GGML Context & Tensor Creation (Similar to simple-ctx)

After the backend is initialized, we see a familiar pattern: creating a ggml_context. However, this time no_loc is set to true, meaning the ggml_context will only contain metadata and no longer store actual data, such as tensor weights. This is necessary because backends like CUDA won’t work if we store all parameters on the CPU. Instead, the actual parameters will be stored in backend-specific locations.

This step is achieved by two functions: ggml_backend_alloc_ctx_tensors (which allocates space for tensors in the backend) and ggml_backend_tensor_set (which loads the actual tensor data into pre-allocated space).

Before we dive into the internals of these two functions, let’s explore another class diagram for “buffers”:

  • Like backends, buffers can be interacted with through a set of unified interfaces (ggml_backend_buffer_type_i and ggml_backend_buffer_i).
  • There are both “buffer” and “buffer type”: ggml_buffer_type records metadata for the buffer, while ggml_buffer contains actual data and methods for managing the buffer.

Once you understand how buffers work, we can look into the ggml_backend_alloc_ctx_tensors function. Stepping into this function, we eventually reach ggml_backend_alloc_ctx_tensors_from_buft. Here’s what it does:

  1. Retrieves metadata about the buffer type (alignment, max size, etc.). If you step into these functions, you’ll see that they eventually call interface methods defined in ggml_backend_buffer_type_i.
  2. Iterates over all ggml_tensors in the ggml_context (as mentioned in the previous post, tensors are organized in a linked list).
  3. Calls alloc_tensor_range to allocate memory in the backend’s buffer.

Now let’s take a deeper look at step 3 and examine what alloc_tensor_range does.

First, it constructs a tensor memory allocator, ggml_tallocr. This structure provides a convenient way to allocate memory on a buffer for tensors.

struct ggml_tallocr {
    ggml_backend_buffer_t buffer; // pointer to the buffer
    void * base; // based address in the buffer
    size_t alignment;
    size_t offset;
};

Next, it iterates over all tensors, allocating them in a continuous memory region within the buffer, and updates the ggml_tensor’s buffer and data fields to point to the corresponding location in the buffer (this happens in the ggml_backend_tensor_alloc function).

After ggml_backend_alloc_ctx_tensors returns, memory for all tensors has been allocated, but no actual data has been loaded yet. The next step is to call ggml_backend_tensor_set to load tensor data into the backend’s buffer.

Computational Graph Construction

In contrast to simple-ctx, constructing a computational graph in simple-backend is more complex since tensor memories are no longer allocated inside the ggml_context.

Here, GGML uses a ggml_gallocr (as the name suggests, it manages memory allocation for the computational graph) to handle memory during computation.
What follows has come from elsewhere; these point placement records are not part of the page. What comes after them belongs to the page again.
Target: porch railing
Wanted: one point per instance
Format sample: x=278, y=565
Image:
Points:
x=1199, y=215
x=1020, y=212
Let’s take a look at its structure:

struct ggml_gallocr {
    ggml_backend_buffer_type_t * bufts; // [n_buffers]
    ggml_backend_buffer_t * buffers; // [n_buffers]
    struct ggml_dyn_tallocr ** buf_tallocs; // [n_buffers]
    int n_buffers;

    // Note: not the same hash set in ggml_cgraph
    struct ggml_hash_set hash_set;
    struct hash_node * hash_values; // [hash_set.size]
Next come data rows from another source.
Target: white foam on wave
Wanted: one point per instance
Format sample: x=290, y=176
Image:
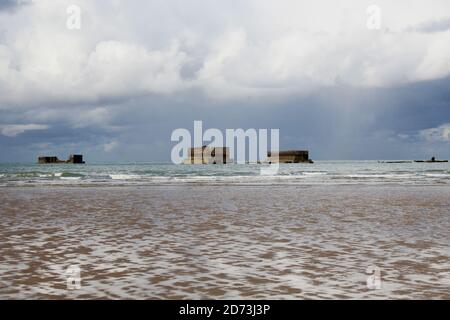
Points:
x=124, y=176
x=70, y=178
    struct node_alloc * node_allocs; // [n_nodes]
    int n_nodes;

    struct leaf_alloc * leaf_allocs; // [n_leafs]
    int n_leafs;
};

Although it has many fields, none are unfamiliar to us. Essentially, it consists of two parts: the first part (bufts to n_buffers) handles buffer-related fields (buffer, buffer type, and tensor allocator), while the second part (from hash_set to n_leafs) records the allocation information for ggml_tensors, such as which buffer the tensor is allocated on (hash_node.buffer_id).

Next, the graph is built using the build_graph function. Don’t confuse it with the build_graph from simple-ctx; they’re quite different.
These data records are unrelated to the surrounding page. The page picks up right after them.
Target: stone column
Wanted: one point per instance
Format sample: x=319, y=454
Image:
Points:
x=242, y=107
This function does the following:

  1. Calculates the memory needed to store all ggml_tensor and ggml_cgraph.
  2. Uses a temporary ggml_context to create the computational graph.
  3. Creates the result tensor and stores all tensor information in the computational graph (similar to simple-ctx).
  4. Deletes the ggml_context. Note that the memory region for ggml_context (the mem_buffer) is allocated in a static variable, so deleting the ggml_context won’t free the memory.
  5. Returns the ggml_cgraph created.

Once the graph is created, the next step is pre-allocating memory for computation using the ggml_gallocr_reserve function.

Memory Allocation for Computation

Let’s dive into ggml_gallocr_reserve_n. The first thing it does is initialize the memory allocator’s hash table. Note that this hash table differs from the one in ggml_cgraph. In ggml_cgraph, GGML simply allocates a hash table that can represent a graph with up to GGML_DEFAULT_GRAPH_SIZE nodes. In contrast, the hash table here is more fine-grained, sized according to the actual number of nodes in the graph.

struct ggml_hash_set {
    // number of entries in the hash table
    size_t size;
    // whether or not the keys are in use i.e. set
    ggml_bitset_t * used;
    // actual tensors in the set, keys[i] is only defined if ggml_bitset_get(used, i)
    struct ggml_tensor ** keys;
};

After that, it enters the ggml_gallocr_alloc_graph_impl function, which is quite complex but contains detailed comments. You can dive into it if you’re interested, though I haven’t explored it deeply myself : )

Next, it allocates ggml_galloc.node_allocs and fills in its fields. Each element in node_allocs corresponds to one tensor and records the buffer allocation information for that tensor and its source tensors. Similiar operations are applied for leaf nodes, with the only difference being that the allocator only records the leaf’s allocation information (since leaf nodes have no source tensors).

Graph Computation

Once memory allocation is complete, the final step is performing the actual computation. Let’s take a look at the ggml_backend_graph_compute function. Surprisingly (or sadly), it simply calls backend->iface.graph_compute, passing the computation task to backend-specific code. Since different backends handle this task in vastly different ways, I won’t dive into its implementation here.

TODO: Analyze the computation process of one backend.

Finally, we copy and print the result tensor, which is a straightforward operation.

Wrapping Up

In this blog, we explored how computation works in backend mode. There are some interesting observations:

  • All backends can be accessed through a unified set of interface methods (polymorphism in C programming).
  • GGML allocates memory for tensors and the computational graph in backend buffers, rather than in ggml_context.
  • ggml_context no longer plays a central role in GGML’s workflow.

Now, through the simple-ctx and simple-backend examples, we have a nearly comprehensive understanding of GGML’s workflow. In the next post, I’ll cover the remaining components, such as GGUF file reading using the mnist example. See you then!